The actual mechanics of the lower-bound exploit the beautiful connection between traitor tracing and differential privacy. As shown by Dwork, Naor, Reingold, Rothblum, and Vadhan, a traitor tracing system implies a lower-bound for a certain differential privacy task known as data release. In data release, one has a database $D$ of records, and desires to output a data structure $S$ that allows for approximately answering a large number of queries about the database, without revealing any individual record in $D$. Queries take the form of "what fraction of the records satisfy predicate $P$" for some predicate $P$. Solutions are known, but they are computationally intractable, and an interesting question was whether or not an efficient mechanism was possible.

A traitor tracing system shows that efficient data release is, in fact, impossible: the records in $D$ will be all but one secret key ${\sf sk}_i$ for the traitor tracing system. Each query will correspond to a ciphertext, and asks what fraction of the database can decrypt. A data structure $S$ allowing to answer such queries naturally gives a pirate decoder built from the keys ${\sf sk}_i$. Running the tracing algorithm on the derived decoder would identify one of the records in the database, violating differential privacy. Efficiency comes into play since the tracing algorithm is only gauranteed to work against efficient adversaries.

A goal for differential privacy is to understand how small the records in the database can be and how small the set of queries can be, while still having such an impossibility. Using this connection to traitor tracing, this translates to constructing traitor tracing systems with small secret keys and ciphertexts, exactly what people have been trying to achieve in the traitor tracing setting!

Tang and Zhang turn this connection on its head: in order to get a lower-bound on traitor tracing, they construct a certain kind of differentially-private data release mechanism. This data release mechanism is inefficient in the "real world", but efficient in the imaginary world: it uses unbounded computation but only makes polynomially-many queries to $O$. They show, in this world, that a differentially-private data release mechanism is actually possible, provided the database records and/or ciphertext length are too small. To show this, they rely on interesting approaches from the differential privacy literature. Their data release mechanism implies that traitor tracing with these parameters is impossible in this imaginary world, thus ruling out efficient black-box traitor tracing constructions from OWFs.

Open Questions

Given that there are so few works on lower-bounds, and many settings where the current positive results are not optimal, there are tons of open questions in this space. I'll just mention a few that immediately come to mind.

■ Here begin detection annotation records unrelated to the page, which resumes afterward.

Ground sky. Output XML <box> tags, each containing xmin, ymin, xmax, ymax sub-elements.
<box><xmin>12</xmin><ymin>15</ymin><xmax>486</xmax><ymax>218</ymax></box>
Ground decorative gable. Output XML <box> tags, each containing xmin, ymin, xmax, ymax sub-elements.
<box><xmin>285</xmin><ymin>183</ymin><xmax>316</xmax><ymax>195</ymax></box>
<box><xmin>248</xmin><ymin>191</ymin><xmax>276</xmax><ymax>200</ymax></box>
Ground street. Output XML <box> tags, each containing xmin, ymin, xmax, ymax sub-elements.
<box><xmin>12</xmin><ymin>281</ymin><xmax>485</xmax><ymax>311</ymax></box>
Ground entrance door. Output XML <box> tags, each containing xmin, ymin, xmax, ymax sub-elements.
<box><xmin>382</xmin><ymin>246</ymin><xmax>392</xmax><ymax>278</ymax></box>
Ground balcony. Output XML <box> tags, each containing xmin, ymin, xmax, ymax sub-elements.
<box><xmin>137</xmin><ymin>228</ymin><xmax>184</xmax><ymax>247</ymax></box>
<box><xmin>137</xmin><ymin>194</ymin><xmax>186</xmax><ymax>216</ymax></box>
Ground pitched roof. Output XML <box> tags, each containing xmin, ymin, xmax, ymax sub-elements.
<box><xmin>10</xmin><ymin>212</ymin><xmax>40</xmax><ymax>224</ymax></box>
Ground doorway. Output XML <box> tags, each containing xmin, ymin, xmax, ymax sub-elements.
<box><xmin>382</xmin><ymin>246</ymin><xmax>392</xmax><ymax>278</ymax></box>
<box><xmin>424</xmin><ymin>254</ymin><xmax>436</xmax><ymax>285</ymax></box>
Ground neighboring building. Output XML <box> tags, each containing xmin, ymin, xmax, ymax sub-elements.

Lower-bounds for schemes built from one-way functions?

For now, we will stick to the case where the oracle $O$ is a random oracle, which captures schemes built from one-way functions, or anything that can be constructed in a black-box way from one-way functions, such as pseudorandom functions, secret key encryption, or even digital signatures.

Question 1: Can the lower-bound when $O$ is a random oracle be improved to match known combinatorial schemes (Equation $\ref{eq:1}$)?

The natural approach, and obvious first thing to try, would be to try to improve on Tang and Zhang's data release mechanism. However, it is conceivable (at least to me) that heir mechanism actually cannot be improved, while at the same time having the derived traitor tracing lower-bound being loose. The reason is that, while traitor tracing implies differential privacy lower bounds (and by contrapositive, differential privacy upper bounds imply traitor tracing impossibilities), the converse is not necessarily true. Perhaps lower-bounding traitor tracing through differential privacy simply cannot get tight bounds. Put other way, maybe Tang and Zhang's mechanism is actually as good as it can be, but also there is no traitor tracing scheme better than Equation $\ref{eq:1}$. In this event, a brand new approach that avoids differential privacy would be needed.

The other possibility is that, actually Tang and Zhang's approach is optimal, not just for differential privacy upper bounds, but also for traitor tracing, meaning there actually is a black-box traitor tracing scheme built from one-way functions satisfying Equation $\ref{eq:2}$. Such a construction, however, would have to look very different from current combinatorial tracing schemes. This is because these schemes are based on fingerprinting codes, and the fingerprinting codes of Tardos are optimal. Thus, any improvement would need to move away from fingerprinting codes.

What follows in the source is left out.